Polytron 8900 UGLD1 measures the sound of leaking gases.
- Prevents avoidable shut-down of industrial plant to save time and money
- Enhances the Polytron 8000 series with acoustic gas leak detection
- Successful operation even in noisy industrial environments
The Polytron 8900 UGLD is an early warning system that quickly detects gas leaks in compressed gas lines and containers. The ultrasonic sensor allows the system to react more quickly than conventional gas detection technology, as it detects the sound of the leaking gases rather than the gas concentration of a gas cloud.
Conventional industrial gas warning systems only detect gas leaks when the gas is in the immediate vicinity of the gas detection transmitter. This means environmental influences, such as wind, also play a role. They can delay or even prevent gas detection sensors from detecting a gas cloud.

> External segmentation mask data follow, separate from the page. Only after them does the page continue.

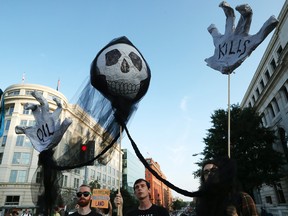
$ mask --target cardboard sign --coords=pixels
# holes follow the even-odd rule
[[[109,189],[93,189],[91,207],[108,208],[109,200],[110,200]]]

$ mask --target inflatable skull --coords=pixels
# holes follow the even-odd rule
[[[91,67],[91,84],[108,98],[139,100],[147,91],[150,76],[143,56],[126,37],[104,47]]]

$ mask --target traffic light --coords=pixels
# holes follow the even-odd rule
[[[90,161],[94,158],[95,153],[95,141],[88,141],[80,146],[80,160],[82,162]],[[88,165],[94,165],[94,161],[91,161]]]

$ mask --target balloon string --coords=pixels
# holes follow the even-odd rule
[[[121,159],[122,159],[122,154],[121,154],[121,140],[122,140],[122,126],[120,125],[120,140],[119,140],[119,174],[118,174],[118,194],[120,194],[120,181],[121,181]],[[117,208],[117,216],[120,216],[120,205],[118,205]]]

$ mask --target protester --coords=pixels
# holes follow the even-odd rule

“In contrast, the Polytron 8900 UGLD is not hampered by these environmental influences and detects a gas leak on a compressed gas line as soon as the gas escapes,” explains Philipp Zeissig, Product Manager at Dräger. “An early warning system for leaking gas can prevent a plant or part of a plant from having to be shut down unnecessarily, thus saving time and money.”
Clear measurement display
The Polytron 8900 sensor is designed for “intrinsic safety” protection. It is an ultrasonic microphone and is resistant to water and dirt. The expected life span of the ultrasonic sensor is more than 10 years. For an easy interpretation of the results by the user, the Polytron shows the measured values in a range of 0 to 100 percent on the display. This scale covers the entire decibel measuring range. The ultrasound level is immediately displayed and transmitted. Alarms are configured for a certain limit above the existing background noise level.
Gases that are discharged from compressed gas lines or containers at above 2 bar generate both audible and inaudible noises in the ultrasonic range. Industrial noises primarily occur in the audible spectrum. The Polytron 8900 measures in the ultrasonic range and can therefore detect methane gas leaks of 100 g/sec within a radius of 15 meters, even in loud industrial environments.